The Early OT Years — Seeing What People Are Really Carrying
Once I began working clinically in a level 1 trauma hospital(read: very intense injuries, very medically complex patients), I realized quickly that many people are made of layers of difficulty and nuance that our healthcare system just doesn’t always know how to handle well:
Chronic pain
Trauma
Burnout
Sleep struggles
Stress
Overwhelm
The pressure to “push through” even when your body is screaming for rest
I saw people handed exercise sheets and specialty referrals instead of actual support.
I saw patients blamed for not improving fast enough.
I saw how misunderstood chronic pain, sleep struggles, and mental health challenges really are, even by the healthcare workers who dedicated their lives to helping.
And in all of that, I kept thinking:
We can do better.
People deserve better.
That was the moment my deeper purpose started to solidify.
Why Starting my Private Practice Made Everything Make Sense
Occupational therapy had become the perfect lens for me — a blend of science, compassion, practicality, and humanity. And yet, I realized that there was a huge gap in services -and I was the person to fill that gap. I love what OT allows me to do: it’s not a profession that looks only at what hurts. It looks at the whole life around the pain.
OT asks:
How is this affecting your identity?
What has this changed about your routines?
What do you need to feel safe again?
How can we restore your sense of agency and meaning?
When I began diving into pain science, nervous system regulation, sleep, and function, everything clicked. My martial arts background, my Coast Guard experience, my own injury and recovery — they stopped feeling like separate stories. They fused into one cohesive lens.
What My Work Looks Like Now
Today, through my practice Empowered Path Occupational Therapy, I support people who are living inside complex, real-world experiences:
Pain
Fatigue
Trauma
Burnout
Sleep disruption
Identity loss or shifts
Feeling disconnected from themselves
Trying to be functional in a world that asks too much
My work is not about “fixing” people.
It’s about helping them return to themselves — to their values, their sense of possibility, their confidence, their capacity to craft a life that feels meaningful and manageable.

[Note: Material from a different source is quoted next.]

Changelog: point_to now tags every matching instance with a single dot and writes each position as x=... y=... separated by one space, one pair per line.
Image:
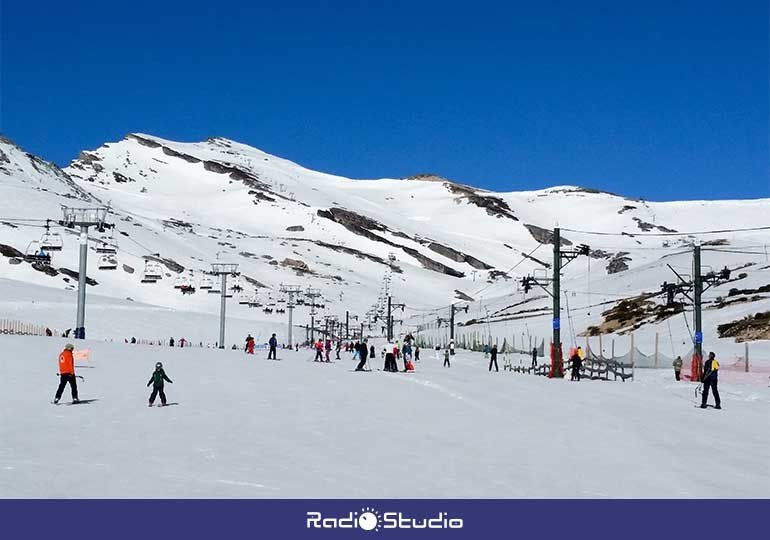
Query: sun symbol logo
x=369 y=520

It’s about whole-person health.
It’s about compassion and science working together.
It’s about giving people tools and hope at the same time.
Coming Full Circle
Every piece of my past shows up in my work today:
The discipline and awareness from martial arts.
The people-centered chaos management from food service and retail.
The mechanical understanding of systems from the Coast Guard.
The compassion that comes from my own pain, injury, and being the patient.
And the curiosity about human capacity that started way before I knew what OT even was.
All of it informs how I practice, how I teach, and why I believe so strongly in the potential for people to build lives that are meaningful, authentic, and sustainable.
Why I Started a Podcast (and a Blog)
This podcast(and the companion blog, for my friends who love to read) exists because people deserve to feel supported in a way that is human, hopeful, and grounded in evidence — not pressure, shame, or “just push through it” advice.
I want this space to be warm, educational, empowering, and deeply validating.
Whether you’re navigating chronic pain, stress, identity shifts, sleep issues, or just trying to build a life that feels more like you, I’m glad you’re here.
And I’m honored to walk this path with you.